American Depositary Receipts of Toyota Motor Corp., the world’s largest carmaker, soared 5.7 percent as the yen weakened against the dollar since the close of Japan’s equity markets yesterday. ADRs of Canon Inc., a camera maker that gets 80 percent of sales outside Japan, advanced 4.8 percent. BHP Billiton Ltd., the world’s biggest mining company, climbed 1.8 percent in Sydney, leading gains among firms with earnings closely tied to economic growth.
Futures on Japan’s Nikkei 225 Stock Average (NKY) expiring in June closed at 13,015 in Chicago yesterday, up from 12,720 at the close in Osaka, Japan. They were bid in the pre-market at 13,000 in Osaka at 8:05 a.m. local time. Australia’s S&P/ASX 200 Index (AS51) advanced 0.2 percent and New Zealand’s NZX 50 Index fell 0.2 percent. Markets in Hong Kong reopen today while China and Taiwan remain closed for holidays.
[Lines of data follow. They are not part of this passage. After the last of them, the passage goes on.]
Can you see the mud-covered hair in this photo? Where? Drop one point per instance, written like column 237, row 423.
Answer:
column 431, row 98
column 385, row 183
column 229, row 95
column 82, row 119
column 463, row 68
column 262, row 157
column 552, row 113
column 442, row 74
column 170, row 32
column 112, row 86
“Now you have the Federal Reserve doing open-ended quantitative easing, the Bank of Japan doing QE until they get 2 percent inflation and European Central Bank President Mario Draghi using rhetoric as has his QE tool,” said Jack McIntyre, a Philadelphia-based fund manager who helps oversee $45 billion in assets for Brandywine Global Investment Management LLC. “This should help global growth.”
The Bank of Japan yesterday boosted its stimulus program, saying it will double the monetary base within two years. Draghi yesterday signaled the ECB will keep monetary policy loose for an extended period and that further easing is possible if economic conditions deteriorate. The Fed last month said it will continue buying U.S. securities at a rate of $85 billion per month, and will keep buying until the labor market improves “substantially.”
The MSCI Asia Pacific Index, the regional benchmark gauge, climbed the past five months as Japanese shares increased on speculation the nation will deploy more stimulus and amid signs the U.S. economy is recovering.
That left the gauge yesterday trading at 13.3 times average estimated earnings compared with 14.1 for the Standard & Poor’s 500 Index (SPX) and 12.5 times for the Stoxx Europe 600 Index, according to data compiled by Bloomberg.
Futures on the Standard & Poor’s 500 Index were little changed. The gauge added 0.4 percent yesterday as central banks in Japan and Europe reassured investors that they will keep economies awash in cash to bolster growth.
A U.S. government report today is forecast to show a gain of 190,000 in U.S. payrolls last month, following a 236,000 advance in February, according to economists surveyed by Bloomberg. The jobless rate probably probably remained at 7.7 percent.
The Bloomberg China-US Equity Index (CH55BN) of the most-traded Chinese shares in the U.S. climbed 0.2 percent in New York yesterday.